The care Forster took in sharing Maurice may have made it the most influential of unpublished novels before it was finally published. The novel’s first journey in 1952 from Forster in England to Isherwood in California saw it passed hand to hand by a series of gay men in what Moffat calls a “pony express” undertaken to protect it from the American Comstock laws that would have seized it. As it circulated, the novel became first an open secret and eventually the center of a sort of private reading club for gay male writers, critics, and friends, for decades. The literary scholar Philip Gardner found that Forster had kept a careful record of who had read the novel and which manuscript version had been offered. Over a 57-year period, the list of those who had read the novel included writers and intellectuals like Lytton Strachey, J.R. Ackerley, W.H. Auden, Isherwood, Stephen Spender, Forrest Reid, and Forster’s biographer P.N. Furbank, along with his mentors such as Goldsworthy Lowes Dickinson, Edward Carpenter, and George Merrill. Carpenter and Merrill lived out one real-life happy ending for a gay couple at the time. The novel was not so fantastical after all.
When I profiled the gay bestselling American novelist Gordon Merrick for Out Magazine in 1997, his surviving lover, Charles Hulse, described how Forster had admiringly written to Merrick of his first novel, The Strumpet Wind, beginning a correspondence that had culminated at a hotel near King’s College, where Merrick was left with a copy of the manuscript and read it in one night. He was then inspired to write The Lord Won’t Mind, a novel of explicitly sexual gay love with a happy ending that rescued him from obscurity in 1970, when it became a New York Times bestseller in hardcover—the same year Forster died. Merrick’s next 12 novels of the love affairs of gay men sold hundreds of thousands of copies. Edmund White even gave that success some credit for his own start at the time, recalling that publishers were interested in him at least in part due to Merrick’s success.
Christopher Lehmann-Haupt, the presiding book critic for The New York Times in 1971, wrote one of the few reviews that, to my mind, treated Maurice with any respect.
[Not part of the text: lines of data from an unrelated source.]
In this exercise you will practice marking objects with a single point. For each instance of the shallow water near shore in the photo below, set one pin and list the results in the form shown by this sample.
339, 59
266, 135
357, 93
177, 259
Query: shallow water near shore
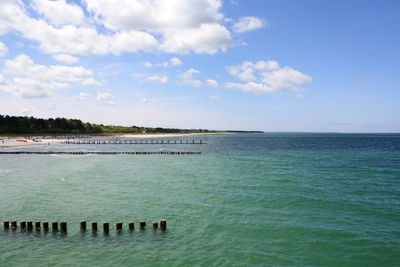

He spoke of it as a major work, that of an artist at the peak of his powers, and, to his surprise, he even preferred it to Howards End. He took this position before reviews appeared by critics like Noel Annan, writing for The New York Review of Books, who begins his piece as only an intelligence officer (and a Cambridge man) might: “It has for long been known that E.M. Forster had a novel that at first he could not, and then would not, publish in his lifetime.” Annan did not seem to have been among the many invited to actually read the book in manuscript, and in Forster’s diaries, published in 2011, Forster says of Annan, “He really is a shit.”
I am interested in whether a reader who knows nothing of Maurice or Forster will find Alec as involving or compelling as I did. I don’t have the answer yet. But what I would like to leave you with is that Forster’s work on behalf of our generation of queer writers did not begin with Maurice’s publication—rather, the novel’s publication was the culmination of what he did while he was alive. In the mentorships he cultivated with other writers, in the way he spoke out for those writers or in the ways they guided him, in his attempts to critique social class, colonialism, and Empire, he inspired many. Perhaps someday it will be seen this way. Who knows how many Forsters will be needed to make it so.